Der Profos wrang sein Hemd aus und knautschte es zusammen.

„Natürlich kannst du was dafür. Wenn man eine Pütz voll Seifenlauge auskippen will, dann paßt man auf, daß sie einem nicht aus der Hand rutscht. Aber du mußt ja erst immer peilen, aus welcher Richtung der Wind weht.“

„Das ist unerläßlich“, motzte Mac Pellew. „Jeder gute Seemann tut das und prüft den Wind.“

„Prüft den Wind“, äffte der Profos nach. „Was glaubst du wohl, wie das aussieht, wenn die Mannschaft an Deck erscheint, und jeder Pinsel hält erst einmal den angefeuchteten Daumen hoch, damit er weiß, woher der Wind weht!“

„Ich weiß nicht, wie das aussieht, aber ich tue das grundsätzlich, damit ich keinen Dreck in Luv auskippe.“

„Klar, du feuerst das gleich auf die Planken. Folglich brauchst du auch nicht die Windrichtung zu prüfen.“

„Ihr streitet wieder mal um des Kaisers Bart“, meinte der Kutscher. „Geschehen ist geschehen, passiert ist auch nicht viel. Also laßt das unnütze Gelaber.“

Damit war der Streit denn auch begraben. Der Ire Higgy hatte ein paar blaue Flecken abgekriegt, Paddy Rogers tat der Achtersteven ein bißchen weh und Luke Morgan hatte Kopfschmerzen.

„Dazu braucht ihr keinen Feldscher“, sagte der Kutscher. „Ich kann euch höchstens ein paar Löffel Rizinusöl anbieten, wenn die Schmerzen nicht verschwinden. Wollt ihr das?“

„Hab ich was von Kopfschmerzen gesagt?“ fragte Luke. „Außerdem glaube ich nicht, daß Rizinusöl gegen Kopfschmerzen hilft. Da ist wohl eher das Gegenteil der Fall.“

Das Rätsel um die geheimnisvolle Brühe war jedoch gelöst, und die ganze Angelegenheit endete schließlich in einem befreienden Gelächter.

„Seid ihr zufrieden, wenn ich einen ausgebe?“ fragte Mac mit verdrossenem Gesicht. „Ich habe nämlich noch eine Buddel aus Istanbul. Jeder, der durch meine Schuld in der Brühe gelandet ist, kriegt von mir einen Doppelten.“

Der Profos schlug seinem Mackileinchen auf die Schulter und grinste über das ganze Gesicht.

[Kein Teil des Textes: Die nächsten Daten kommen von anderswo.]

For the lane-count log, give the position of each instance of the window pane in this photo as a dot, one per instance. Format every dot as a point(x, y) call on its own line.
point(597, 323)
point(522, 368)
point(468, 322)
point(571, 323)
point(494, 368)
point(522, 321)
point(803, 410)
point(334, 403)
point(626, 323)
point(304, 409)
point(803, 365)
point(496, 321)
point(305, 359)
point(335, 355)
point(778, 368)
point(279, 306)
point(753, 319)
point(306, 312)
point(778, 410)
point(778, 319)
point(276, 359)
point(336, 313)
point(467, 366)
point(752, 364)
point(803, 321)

„Das war eine gute Idee mit der Seifenlauge“, tönte er. „So ein Tänzchen könntest du eigentlich jeden Tag veranstalten – vorausgesetzt, du gibst danach immer einen aus.“

Als Mac die Buddel Schnaps herausrückte, schien wieder die Hexe Morena heimlich zugeschlagen zu haben. Mac entsann sich, daß etwa ein halbes Dutzend Kerle auf den Planken getanzt hatte, aber der Fluch der Hexe hatte diese Zahl glatt verdreifacht.

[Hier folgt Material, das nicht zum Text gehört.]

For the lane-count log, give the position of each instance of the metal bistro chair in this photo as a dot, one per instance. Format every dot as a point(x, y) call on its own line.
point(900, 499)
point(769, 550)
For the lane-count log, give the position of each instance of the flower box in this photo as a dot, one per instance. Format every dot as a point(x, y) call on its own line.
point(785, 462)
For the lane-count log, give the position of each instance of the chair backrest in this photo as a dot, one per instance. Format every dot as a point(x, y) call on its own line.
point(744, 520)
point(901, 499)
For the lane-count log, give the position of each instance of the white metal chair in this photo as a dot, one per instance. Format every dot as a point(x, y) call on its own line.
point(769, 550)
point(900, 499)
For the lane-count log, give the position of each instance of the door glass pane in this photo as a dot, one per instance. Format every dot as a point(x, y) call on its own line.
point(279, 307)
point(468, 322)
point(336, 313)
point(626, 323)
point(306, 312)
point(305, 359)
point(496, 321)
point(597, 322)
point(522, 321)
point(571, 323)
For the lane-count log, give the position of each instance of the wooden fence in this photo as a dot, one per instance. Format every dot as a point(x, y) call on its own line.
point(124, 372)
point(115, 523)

Stenmark, Blacky, Jeff Bowie, Matt Davies, Bob Grey und die beiden Holländer hatten sich angeblich auch in der Brühe getummelt. Selbst Old O’Flynn behauptete, querkant über das ganze Deck geschlittert zu sein, wobei er fast über Stag gegangen wäre. Auch die Zwillinge – Hasard und Philip – entsannen sich dunkel, völlig ahnungslos in die Falle gegangen zu sein.

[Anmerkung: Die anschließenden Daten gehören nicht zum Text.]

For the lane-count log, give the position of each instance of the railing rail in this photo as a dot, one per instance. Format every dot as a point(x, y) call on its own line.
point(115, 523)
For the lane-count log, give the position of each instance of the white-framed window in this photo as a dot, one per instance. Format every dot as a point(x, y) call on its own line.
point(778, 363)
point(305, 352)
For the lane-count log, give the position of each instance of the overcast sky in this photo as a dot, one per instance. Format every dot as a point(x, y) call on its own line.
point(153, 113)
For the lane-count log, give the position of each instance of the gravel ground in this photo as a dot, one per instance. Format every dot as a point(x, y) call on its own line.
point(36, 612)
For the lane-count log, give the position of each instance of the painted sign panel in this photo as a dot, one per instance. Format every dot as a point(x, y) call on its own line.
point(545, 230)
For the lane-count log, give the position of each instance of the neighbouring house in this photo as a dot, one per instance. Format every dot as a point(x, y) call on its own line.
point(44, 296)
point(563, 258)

Fast alle meldeten grinsend „Schadenersatz“ an, weil sie fast zu Krüppeln geworden wären.

So holte Mac denn sehr grämlich noch eine zweite Buddel aus seinen eigenen Beständen, als er die lüsternen Gesichter sah.

„Das passiert mir nicht mehr“, versprach er. „In Zukunft passe ich auf, damit ihr Schluckspechte mir nicht noch das letzte Hemd auszieht.“

„Na, dann auf dein letztes Hemd“, sagte der Profos.

Darauf lenzten sie noch einen. Hinterher wurde ausgiebig gelästert, wie sich jeder in der Seifenbrühe benommen hatte. Das führte wiederum der Profos vor, weil er sich für einen großen Laiendarsteller hielt. Immer wieder brandete dabei Gelächter auf.

Aber dieser Dreizehnte hatte es in sich. Der Tag hatte erst begonnen, doch es sollte noch mehr auf die Arwenacks zukommen.